Location
- 8 Grange Street Stratford, Ontario, N5A 3P6 Canada

Information
- Other names: Jeanne Sauvé, JS
- Motto: Together on the Journey: Encounter, Accompany, Transform, Go Forth
- Religious affiliation: Roman Catholic
- Established: September 1993; 32 years ago
- School board: Huron-Perth Catholic District School Board
- Principal: Sharon Stephens
- Grades: K-8
- Enrollment: 250
- Colours: Red and blue
- Website: Official website

= Jeanne Sauvé Catholic School =

Jeanne Sauvé Catholic School is a French-language immersion elementary school in Stratford, Ontario Canada.

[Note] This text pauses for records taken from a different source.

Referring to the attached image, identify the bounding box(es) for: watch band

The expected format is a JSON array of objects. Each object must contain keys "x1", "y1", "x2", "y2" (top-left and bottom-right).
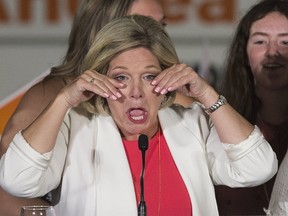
[{"x1": 204, "y1": 95, "x2": 227, "y2": 115}]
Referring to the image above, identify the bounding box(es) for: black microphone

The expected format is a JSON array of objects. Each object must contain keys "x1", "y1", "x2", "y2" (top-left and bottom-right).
[{"x1": 138, "y1": 134, "x2": 148, "y2": 216}]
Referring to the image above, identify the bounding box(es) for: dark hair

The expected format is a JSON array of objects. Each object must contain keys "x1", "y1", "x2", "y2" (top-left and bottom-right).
[{"x1": 222, "y1": 0, "x2": 288, "y2": 124}]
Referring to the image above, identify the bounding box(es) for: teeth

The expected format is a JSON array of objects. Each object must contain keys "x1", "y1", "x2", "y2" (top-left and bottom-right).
[{"x1": 132, "y1": 116, "x2": 144, "y2": 120}]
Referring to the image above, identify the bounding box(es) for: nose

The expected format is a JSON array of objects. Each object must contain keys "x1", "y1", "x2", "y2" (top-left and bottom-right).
[
  {"x1": 266, "y1": 42, "x2": 280, "y2": 58},
  {"x1": 129, "y1": 80, "x2": 145, "y2": 99}
]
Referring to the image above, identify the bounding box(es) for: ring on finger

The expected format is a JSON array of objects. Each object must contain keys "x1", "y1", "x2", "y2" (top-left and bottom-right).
[{"x1": 90, "y1": 78, "x2": 95, "y2": 83}]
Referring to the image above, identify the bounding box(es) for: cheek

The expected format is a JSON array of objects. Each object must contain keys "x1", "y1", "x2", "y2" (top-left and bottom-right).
[{"x1": 247, "y1": 49, "x2": 261, "y2": 71}]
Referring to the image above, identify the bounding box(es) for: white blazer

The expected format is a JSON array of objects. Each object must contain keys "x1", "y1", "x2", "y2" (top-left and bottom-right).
[{"x1": 0, "y1": 103, "x2": 277, "y2": 216}]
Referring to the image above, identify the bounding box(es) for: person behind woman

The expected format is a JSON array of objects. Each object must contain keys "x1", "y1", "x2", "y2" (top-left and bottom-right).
[
  {"x1": 216, "y1": 0, "x2": 288, "y2": 215},
  {"x1": 267, "y1": 151, "x2": 288, "y2": 216},
  {"x1": 0, "y1": 0, "x2": 191, "y2": 216},
  {"x1": 0, "y1": 15, "x2": 277, "y2": 216}
]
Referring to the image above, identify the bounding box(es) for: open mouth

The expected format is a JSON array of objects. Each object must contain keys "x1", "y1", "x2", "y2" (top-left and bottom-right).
[{"x1": 126, "y1": 108, "x2": 148, "y2": 124}]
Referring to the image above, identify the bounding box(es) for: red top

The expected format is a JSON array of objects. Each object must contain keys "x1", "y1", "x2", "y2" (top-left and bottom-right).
[{"x1": 123, "y1": 131, "x2": 192, "y2": 216}]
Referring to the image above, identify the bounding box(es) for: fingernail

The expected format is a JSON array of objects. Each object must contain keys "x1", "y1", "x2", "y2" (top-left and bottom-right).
[
  {"x1": 155, "y1": 87, "x2": 160, "y2": 92},
  {"x1": 116, "y1": 92, "x2": 122, "y2": 98},
  {"x1": 160, "y1": 89, "x2": 167, "y2": 95},
  {"x1": 111, "y1": 95, "x2": 117, "y2": 100}
]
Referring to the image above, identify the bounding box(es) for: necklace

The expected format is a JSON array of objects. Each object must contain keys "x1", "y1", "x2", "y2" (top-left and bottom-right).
[{"x1": 133, "y1": 127, "x2": 162, "y2": 215}]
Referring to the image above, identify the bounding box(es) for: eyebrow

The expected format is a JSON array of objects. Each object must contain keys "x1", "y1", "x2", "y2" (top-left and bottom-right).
[
  {"x1": 111, "y1": 65, "x2": 161, "y2": 70},
  {"x1": 250, "y1": 32, "x2": 288, "y2": 37}
]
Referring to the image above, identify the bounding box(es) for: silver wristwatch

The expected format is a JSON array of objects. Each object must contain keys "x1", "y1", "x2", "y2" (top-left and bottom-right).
[{"x1": 204, "y1": 95, "x2": 227, "y2": 115}]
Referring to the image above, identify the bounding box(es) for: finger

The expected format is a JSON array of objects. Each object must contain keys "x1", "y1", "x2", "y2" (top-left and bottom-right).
[
  {"x1": 85, "y1": 71, "x2": 124, "y2": 100},
  {"x1": 155, "y1": 64, "x2": 193, "y2": 94}
]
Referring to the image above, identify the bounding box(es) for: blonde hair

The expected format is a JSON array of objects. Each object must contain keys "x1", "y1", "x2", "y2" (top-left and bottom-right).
[{"x1": 81, "y1": 15, "x2": 179, "y2": 114}]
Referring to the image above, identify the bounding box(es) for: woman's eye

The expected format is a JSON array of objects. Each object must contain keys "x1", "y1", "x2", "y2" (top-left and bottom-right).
[
  {"x1": 114, "y1": 75, "x2": 126, "y2": 82},
  {"x1": 282, "y1": 41, "x2": 288, "y2": 46},
  {"x1": 144, "y1": 74, "x2": 156, "y2": 81},
  {"x1": 254, "y1": 40, "x2": 264, "y2": 44}
]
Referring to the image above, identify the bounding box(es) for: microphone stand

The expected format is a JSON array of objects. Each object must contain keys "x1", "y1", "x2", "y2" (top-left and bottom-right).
[{"x1": 138, "y1": 134, "x2": 148, "y2": 216}]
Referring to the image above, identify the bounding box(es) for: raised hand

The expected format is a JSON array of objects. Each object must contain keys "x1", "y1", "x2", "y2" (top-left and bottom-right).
[
  {"x1": 62, "y1": 70, "x2": 124, "y2": 107},
  {"x1": 152, "y1": 64, "x2": 212, "y2": 99}
]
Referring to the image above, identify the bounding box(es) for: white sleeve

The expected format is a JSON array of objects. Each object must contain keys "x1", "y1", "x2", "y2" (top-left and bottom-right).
[
  {"x1": 267, "y1": 151, "x2": 288, "y2": 215},
  {"x1": 208, "y1": 126, "x2": 278, "y2": 187},
  {"x1": 0, "y1": 115, "x2": 69, "y2": 197}
]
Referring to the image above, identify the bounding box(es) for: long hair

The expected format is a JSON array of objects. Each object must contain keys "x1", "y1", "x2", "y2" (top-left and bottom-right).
[
  {"x1": 45, "y1": 0, "x2": 135, "y2": 79},
  {"x1": 81, "y1": 15, "x2": 179, "y2": 114},
  {"x1": 222, "y1": 0, "x2": 288, "y2": 124}
]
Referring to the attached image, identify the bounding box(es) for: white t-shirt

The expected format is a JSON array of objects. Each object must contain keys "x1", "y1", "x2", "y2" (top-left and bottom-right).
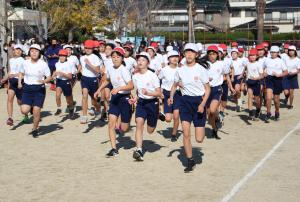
[
  {"x1": 207, "y1": 61, "x2": 228, "y2": 87},
  {"x1": 149, "y1": 59, "x2": 162, "y2": 74},
  {"x1": 232, "y1": 58, "x2": 245, "y2": 76},
  {"x1": 264, "y1": 58, "x2": 287, "y2": 76},
  {"x1": 132, "y1": 70, "x2": 159, "y2": 99},
  {"x1": 124, "y1": 57, "x2": 137, "y2": 74},
  {"x1": 285, "y1": 57, "x2": 300, "y2": 73},
  {"x1": 21, "y1": 59, "x2": 51, "y2": 85},
  {"x1": 106, "y1": 65, "x2": 131, "y2": 94},
  {"x1": 55, "y1": 61, "x2": 73, "y2": 80},
  {"x1": 80, "y1": 54, "x2": 102, "y2": 77},
  {"x1": 68, "y1": 55, "x2": 79, "y2": 74},
  {"x1": 158, "y1": 66, "x2": 178, "y2": 91},
  {"x1": 174, "y1": 63, "x2": 209, "y2": 96},
  {"x1": 102, "y1": 56, "x2": 114, "y2": 73},
  {"x1": 247, "y1": 61, "x2": 264, "y2": 79},
  {"x1": 9, "y1": 57, "x2": 25, "y2": 78}
]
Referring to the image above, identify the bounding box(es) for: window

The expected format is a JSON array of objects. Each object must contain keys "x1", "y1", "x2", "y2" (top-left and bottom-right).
[
  {"x1": 265, "y1": 13, "x2": 272, "y2": 20},
  {"x1": 231, "y1": 11, "x2": 241, "y2": 17},
  {"x1": 246, "y1": 11, "x2": 256, "y2": 17},
  {"x1": 205, "y1": 14, "x2": 214, "y2": 22},
  {"x1": 280, "y1": 12, "x2": 287, "y2": 20}
]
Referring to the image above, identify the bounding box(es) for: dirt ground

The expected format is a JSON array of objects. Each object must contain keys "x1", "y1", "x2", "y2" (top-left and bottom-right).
[{"x1": 0, "y1": 85, "x2": 300, "y2": 202}]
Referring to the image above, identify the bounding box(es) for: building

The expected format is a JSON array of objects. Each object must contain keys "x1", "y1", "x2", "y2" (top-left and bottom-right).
[
  {"x1": 151, "y1": 0, "x2": 229, "y2": 32},
  {"x1": 8, "y1": 8, "x2": 48, "y2": 41}
]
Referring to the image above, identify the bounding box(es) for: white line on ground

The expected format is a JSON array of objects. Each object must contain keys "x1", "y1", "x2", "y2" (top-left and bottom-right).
[{"x1": 221, "y1": 122, "x2": 300, "y2": 202}]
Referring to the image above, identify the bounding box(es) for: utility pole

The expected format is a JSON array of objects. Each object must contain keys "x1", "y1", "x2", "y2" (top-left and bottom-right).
[
  {"x1": 256, "y1": 0, "x2": 266, "y2": 44},
  {"x1": 0, "y1": 0, "x2": 7, "y2": 43},
  {"x1": 188, "y1": 0, "x2": 196, "y2": 43}
]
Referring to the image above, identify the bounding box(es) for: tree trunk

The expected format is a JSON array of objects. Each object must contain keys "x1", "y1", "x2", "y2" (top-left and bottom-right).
[{"x1": 256, "y1": 0, "x2": 266, "y2": 44}]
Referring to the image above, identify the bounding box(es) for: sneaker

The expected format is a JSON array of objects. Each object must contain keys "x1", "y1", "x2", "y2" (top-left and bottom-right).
[
  {"x1": 184, "y1": 158, "x2": 196, "y2": 173},
  {"x1": 171, "y1": 135, "x2": 178, "y2": 142},
  {"x1": 265, "y1": 113, "x2": 271, "y2": 123},
  {"x1": 212, "y1": 130, "x2": 221, "y2": 140},
  {"x1": 89, "y1": 107, "x2": 95, "y2": 116},
  {"x1": 6, "y1": 118, "x2": 14, "y2": 126},
  {"x1": 68, "y1": 107, "x2": 74, "y2": 119},
  {"x1": 21, "y1": 115, "x2": 29, "y2": 124},
  {"x1": 29, "y1": 129, "x2": 39, "y2": 138},
  {"x1": 106, "y1": 149, "x2": 119, "y2": 158},
  {"x1": 158, "y1": 112, "x2": 166, "y2": 121},
  {"x1": 254, "y1": 109, "x2": 260, "y2": 119},
  {"x1": 54, "y1": 109, "x2": 61, "y2": 116},
  {"x1": 132, "y1": 149, "x2": 144, "y2": 161},
  {"x1": 215, "y1": 117, "x2": 223, "y2": 129},
  {"x1": 80, "y1": 116, "x2": 87, "y2": 124}
]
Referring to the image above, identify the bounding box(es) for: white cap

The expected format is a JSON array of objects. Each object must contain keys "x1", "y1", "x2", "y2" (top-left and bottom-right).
[
  {"x1": 147, "y1": 46, "x2": 156, "y2": 53},
  {"x1": 114, "y1": 38, "x2": 122, "y2": 43},
  {"x1": 231, "y1": 48, "x2": 239, "y2": 53},
  {"x1": 184, "y1": 43, "x2": 199, "y2": 53},
  {"x1": 167, "y1": 50, "x2": 179, "y2": 59},
  {"x1": 14, "y1": 44, "x2": 23, "y2": 51},
  {"x1": 166, "y1": 46, "x2": 173, "y2": 52},
  {"x1": 196, "y1": 43, "x2": 203, "y2": 51},
  {"x1": 270, "y1": 46, "x2": 280, "y2": 53},
  {"x1": 136, "y1": 52, "x2": 151, "y2": 62},
  {"x1": 29, "y1": 44, "x2": 41, "y2": 51},
  {"x1": 289, "y1": 46, "x2": 297, "y2": 51},
  {"x1": 218, "y1": 47, "x2": 224, "y2": 54},
  {"x1": 63, "y1": 44, "x2": 73, "y2": 49}
]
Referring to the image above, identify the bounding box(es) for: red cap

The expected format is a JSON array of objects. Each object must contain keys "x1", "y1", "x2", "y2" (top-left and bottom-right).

It is part of the Huron-Perth Catholic District School Board. It has been called "truly outstanding" by David Johnson, Professor of Economics at Wilfrid Laurier University in his 2005 study "Ontario's Best Public Schools: An Update to Signposts of Success". The school is named after Jeanne Sauvé, Canada's first woman to serve as both Governor General and Speaker of the House.

==History==
The building was first home to St. Michael Catholic Secondary School and functioned as a high school from September 1986 to September 1993. The building was renamed and became an elementary school that year, graduating its first cohort in the summer of 1994. Since it was a high school, the school had a larger gym than typical for an elementary school. Due to increased enrolment, the gym was reduced and the performance stage was converted into a classroom in July 2014.

==Notable alumni==
- Alonzo Holt
- Justin Bieber Attended from first grade through third grade.